At the same time, I found myself approached with hundreds of opportunities for interviews with all those on the journalists’ circuit of interviewees. I was offered interviews over here, interviews over there. I was even contacted for a potential interview with former president and candidate Rafsanjani himself. But I was a little uninterested in most of it. (…) You begin to lose your clarity, focusing entirely on the power establishment and losing the important story of any land: its people.

Part III - August 24, 2005: A meeting with the grandson of Ayatollah Khomeini - Day Three

Metting with Hassan Khomeini, grandson of the Ayatollah – Dinnerparty (without alcohol) with the Creme de la Creme of the Iranian Film - Fotoshooting with former president Rafsanjani

He (Hassan Khomeini ) had been told that I had gone to the Friday prayers, so he began the interview by asking my feelings about that. I told him that while the sea of belief in Islam had been impressive, that the use of seductive rage in the chants of "Death to America" and "Death to Israel" are taken quite literally by mothers and fathers in the United States. I said that it seemed to me a highly destructive and inaccurate representation of the country I had come to learn about. Hassan listened with kind interest. His eyes didn't leave me as the translator made clear my statement. He uttered a very brief sentence in Farsi. He said, "Then we should change it."

Part IV - August 25, 2005: A demonstration in support of women's rights - Day Four

Sean Penn in a student's demonstration for women's right at the university of Teheran

There was screaming and panic. And our bodies were four-walling each other -- you could barely move. It certainly seemed as if some could have been trampled, though as far as I know, that did not occur. But the following describes the irony of oppression: There was a woman among the panicking crowd. She reached her hand toward mine and I took it. Between us, we'd support each other out of this chaos. All of this couldn't have lasted more than 40 seconds, but at the end of it, the force of the police had only forced an illegal touch between a man and a woman. We parted instantly as the police stepped back from the line they had been assaulting.
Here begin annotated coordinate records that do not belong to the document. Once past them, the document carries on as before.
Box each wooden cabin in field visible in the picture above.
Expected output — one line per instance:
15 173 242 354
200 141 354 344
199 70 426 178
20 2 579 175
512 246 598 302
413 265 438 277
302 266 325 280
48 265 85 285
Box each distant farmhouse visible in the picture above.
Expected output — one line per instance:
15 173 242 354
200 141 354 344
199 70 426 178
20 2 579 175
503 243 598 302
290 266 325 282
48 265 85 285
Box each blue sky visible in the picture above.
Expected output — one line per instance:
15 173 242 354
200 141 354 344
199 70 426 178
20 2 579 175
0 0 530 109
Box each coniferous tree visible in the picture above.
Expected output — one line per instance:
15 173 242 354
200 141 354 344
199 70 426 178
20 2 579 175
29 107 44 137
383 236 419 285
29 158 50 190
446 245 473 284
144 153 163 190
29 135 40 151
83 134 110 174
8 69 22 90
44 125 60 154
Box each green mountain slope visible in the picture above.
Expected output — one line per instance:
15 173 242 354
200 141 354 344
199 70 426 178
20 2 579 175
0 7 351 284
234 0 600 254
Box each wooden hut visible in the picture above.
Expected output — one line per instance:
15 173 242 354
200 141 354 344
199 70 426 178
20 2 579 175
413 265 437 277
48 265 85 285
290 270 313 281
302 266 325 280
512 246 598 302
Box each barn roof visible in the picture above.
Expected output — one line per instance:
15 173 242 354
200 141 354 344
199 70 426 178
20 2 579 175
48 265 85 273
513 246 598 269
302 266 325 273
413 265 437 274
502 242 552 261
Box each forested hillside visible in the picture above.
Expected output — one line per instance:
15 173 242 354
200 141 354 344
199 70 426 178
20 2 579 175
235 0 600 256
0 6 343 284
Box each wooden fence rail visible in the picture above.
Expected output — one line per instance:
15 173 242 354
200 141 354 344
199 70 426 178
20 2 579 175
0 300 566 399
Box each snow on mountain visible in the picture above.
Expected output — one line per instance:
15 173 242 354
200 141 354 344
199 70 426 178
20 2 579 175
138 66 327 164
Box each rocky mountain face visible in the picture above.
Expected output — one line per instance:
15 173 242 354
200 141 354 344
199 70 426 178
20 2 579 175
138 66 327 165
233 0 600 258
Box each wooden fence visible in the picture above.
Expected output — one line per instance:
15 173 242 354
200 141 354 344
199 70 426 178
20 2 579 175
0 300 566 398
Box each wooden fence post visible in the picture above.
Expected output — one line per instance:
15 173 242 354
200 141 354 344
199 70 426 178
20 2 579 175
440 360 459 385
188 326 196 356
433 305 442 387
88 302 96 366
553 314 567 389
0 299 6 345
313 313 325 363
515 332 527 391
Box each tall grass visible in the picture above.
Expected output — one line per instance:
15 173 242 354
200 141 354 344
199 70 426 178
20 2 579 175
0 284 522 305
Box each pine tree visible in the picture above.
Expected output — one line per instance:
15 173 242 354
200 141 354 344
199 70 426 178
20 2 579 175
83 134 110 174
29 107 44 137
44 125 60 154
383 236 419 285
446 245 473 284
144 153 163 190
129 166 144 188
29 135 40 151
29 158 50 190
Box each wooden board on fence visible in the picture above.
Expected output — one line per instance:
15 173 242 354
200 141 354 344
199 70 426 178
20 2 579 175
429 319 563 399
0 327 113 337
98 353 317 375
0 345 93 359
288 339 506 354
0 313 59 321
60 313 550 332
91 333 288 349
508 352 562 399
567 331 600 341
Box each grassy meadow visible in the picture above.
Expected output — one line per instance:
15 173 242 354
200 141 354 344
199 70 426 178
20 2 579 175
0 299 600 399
Part Vl - August 26, 2005: Trouble before returning to the United States - Day Five

Bombs at Imam Hussein Square in Teheran – Meeting with Elaheh Kuyai, Award of the Iranian Film Museum – Going Home

The Film Museum of Iran had asked for the opportunity to honor me. I accepted for two reasons: First, I have deep respect for the creative talent in the motion picture business in Iran, and many of them were being pulled away from other engagements or had offered to join in this event. Additionally, it was a way to appease what had been a fairly aggressive and annoying media that I was very interested in boring into the submission of not following me to the airport. So I went. On the drive there, as we were passing under the trees of Mellat Park, there was an announcement on the radio that some arrests had been made in the previous day's bombings. But no details. Later, at the museum, I was given a tour and a trophy. 



The 'San Francisco Chronicle'

The San Francisco Chronicle is the Bay Area's leading newspaper. The six time Pulitzer Price winning Chronicle is the nation's 10th largest daily newspaper und is the nation's 4th largest newspaper website, with 5.3 million monthly visitors and over 64 million monthly page views.